InTech: Are researchers acquainted with the benefits of Open Access?
Also in the Netherlands Open Access has become a heavily discussed topic. As said, not too many researchers are into it yet, but the number is increasing. There is a lot of attention for Open Access in the Netherlands. Early in 2011, the Royal Netherlands Academy of Arts and Sciences adopted a policy on Open Access and Digital Preservation for its research organization. The Academy requests its researchers to publish publications Open Access as far as possible. At about the same time, presented their global perspective on Open Access. Basically, it is hardly impossible to stay away from the debate on Open Access. Along the way, more and more researchers are being exposed to the related benefits.
Interview by: Katarina Lovrečić
About Dr. De Smet
Dr. De Smet received the MSc degree (2001) in Molecular Sciences and the PhDdegree(2006) in the field of organic monolayers from Wageningen University, The Netherlands.
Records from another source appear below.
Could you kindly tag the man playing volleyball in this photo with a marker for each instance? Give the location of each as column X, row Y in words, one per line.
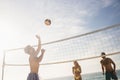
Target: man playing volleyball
column 34, row 60
column 76, row 69
column 110, row 67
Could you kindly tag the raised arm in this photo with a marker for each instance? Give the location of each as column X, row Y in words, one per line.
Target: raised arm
column 41, row 56
column 39, row 45
column 114, row 66
column 102, row 67
column 73, row 70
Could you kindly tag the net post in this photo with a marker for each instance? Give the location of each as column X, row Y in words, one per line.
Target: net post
column 3, row 65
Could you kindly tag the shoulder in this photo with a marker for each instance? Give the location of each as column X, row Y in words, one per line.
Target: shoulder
column 109, row 59
column 101, row 61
He then worked as a Postdoctoral Researcher on plasma polymers at the Ian Wark Research Institute, University of South Australia, Australia. In 2007 he was appointed as an Assistant Professor at the Department of Chemical Engineering at the Technological University of Delft, The Netherlands. His research activities include the preparation and characterization of functional organic monolayers and polymer films and their application to the surface of different sensor platforms, including nanowire-based sensors and interdigitated electrodes. His group collaborates with different companies that work on the device design and fabrication (Philips Research and Nanosens) and different partners that work on molecular receptors (Royal Tropical Institute, Erasmus University and Plant Research International from Wageningen University). He is (co)author of 19 peer-reviewed journal papers he is co-inventor of two issued patents. Dr. De Smet was awarded a Talent Stipend (2006) and a Veni grant (Innovational Research Incentives Scheme, 2007) from the Netherlands Organization for Scientific Research (NWO).